So I was wondering if anyone else has had any problems similer to this and how they solved it.
I used carb cleaner. I have changed the oil like I am suspose to. I called the rep. and adjusted the carb... still no go I even pulled the plugs out and they are black and sutty..not very nice looking... the rep. susjest put in new plugs. I think it is too soon tohave to replace plugs already ... what do you think can anyone help.....
I asked about wheelies becouse I think this mechine should have enough power pull the front up atleast off the ground it should snap your head off. I believe it sould have enought balls to spin tires and track from a stand still. if you full throttle it all the way .... .. Do the Max or any ARGO'S do this ... Tim O'k. what about your big foot will it spin the tires from go....

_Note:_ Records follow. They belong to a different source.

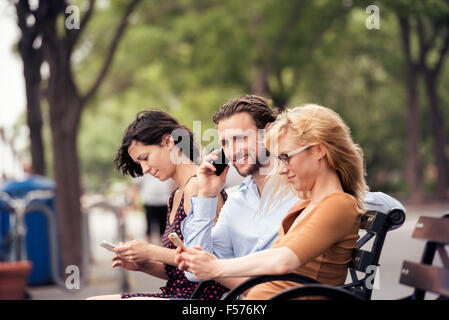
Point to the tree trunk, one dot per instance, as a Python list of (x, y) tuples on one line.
[(34, 115), (436, 117), (65, 109), (64, 128), (413, 172), (32, 58)]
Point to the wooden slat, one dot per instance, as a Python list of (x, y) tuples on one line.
[(432, 229), (361, 260), (373, 221), (425, 277)]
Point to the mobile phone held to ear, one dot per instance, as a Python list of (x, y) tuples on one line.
[(221, 163), (107, 245), (176, 240)]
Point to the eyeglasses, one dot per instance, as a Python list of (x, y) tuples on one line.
[(285, 157)]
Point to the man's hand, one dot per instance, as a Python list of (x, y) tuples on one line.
[(210, 184), (202, 264)]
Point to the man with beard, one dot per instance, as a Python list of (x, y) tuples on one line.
[(241, 228), (247, 223)]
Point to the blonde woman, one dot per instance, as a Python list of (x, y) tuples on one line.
[(318, 158)]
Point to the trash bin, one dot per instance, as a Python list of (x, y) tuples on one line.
[(38, 244)]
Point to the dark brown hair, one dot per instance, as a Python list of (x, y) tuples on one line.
[(256, 106), (149, 127)]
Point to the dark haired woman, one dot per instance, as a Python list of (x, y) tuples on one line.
[(156, 144)]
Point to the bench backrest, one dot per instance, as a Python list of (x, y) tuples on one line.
[(424, 276), (377, 225)]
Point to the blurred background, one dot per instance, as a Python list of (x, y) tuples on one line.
[(74, 74)]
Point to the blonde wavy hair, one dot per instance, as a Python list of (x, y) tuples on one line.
[(314, 125)]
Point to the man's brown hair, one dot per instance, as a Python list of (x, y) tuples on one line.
[(256, 106)]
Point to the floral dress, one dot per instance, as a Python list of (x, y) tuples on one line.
[(177, 285)]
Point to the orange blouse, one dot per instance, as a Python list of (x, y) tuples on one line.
[(323, 241)]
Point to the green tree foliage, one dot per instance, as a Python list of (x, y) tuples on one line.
[(188, 57)]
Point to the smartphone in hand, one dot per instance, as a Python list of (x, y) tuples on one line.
[(107, 245), (221, 163), (176, 240)]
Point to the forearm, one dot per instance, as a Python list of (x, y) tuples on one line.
[(163, 255), (271, 261), (197, 226), (231, 283), (155, 269)]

Top of pagePrevious messageNext messageBottom of pageLink to this message   By davidb3rd@aol.com (David3rdd) on Unrecorded Date: Edit

lilchief , sorry but since the gov. wants clean air you will not likly find factory machines with that kind of hp any more,
4 strokes only from here on out. there is a movement in that direction though, mine is an older modle w/2 stroke and you bet that argo had high powerd 2 stroke twins too!wheelys serv no perpose other than to destroy your vehicle anyway so don't concern yourself with that limitation, i saw a 440 argo at the humphrey NY. jamboree and i think it was the orrs who brought it, thay took nearly all the trophies in all the classes, hmmm, i wonder if that was the machine that did it?
still the mater at hand is not realy if your bigfoot sucks or not, nor is it wether you were duped into a poor invetment, you have a great machine! wich unfortunatly sufers from cronic "lawnmower carb & govener sindrome"
the cure is not standerdized yet but with the help of this discussion board in time it will be! hopfuly the respective factoreys will offer retrofit kits for a real world vehicle carb,
somebody pinch me!
til then you could ask around, maybe somone in the nayborhood fancy's themselfes a carb macanic and you can get them to give it the works every other week till thay do offer a kit, or until your warenty expires, then throw it away, and replace it with a micuni carb, check out branden price's site for mods he made to his vangard, among them is a nice photo of a micuni carb set up, and of course theres NO govener!!
again theres no good reason the factory (in japan ) dosent use electronic rev limeters to protect the engines,these are delivered as industreal engines, anybody who uses them gets them the same way, if you get a new vangard "still in the box" the box also contains the factory's (in japan)throdle, yes it's a lawnmore type lever, you push it to a position that you like and leave it there all the time its in use, as in lawnmowers, generators, water pumps,portable sawmills, and who knows what els, it's a good carb for that stuff but NG for our perpose,
totaly wrong aplication!!!!
.......... ok? ....?

Top of pagePrevious messageNext messageBottom of pageLink to this message   By BobGraham on Unrecorded Date: Edit

Is it cold where you are? I ask because I had the same problem with a Gravely tractor and it turned out to be the vent holes in the gas cap had iced over. It was chugging black smoke, low power and fouling plugs. Whatever you find , you are definitely running too rich if the plugs are black and sooty.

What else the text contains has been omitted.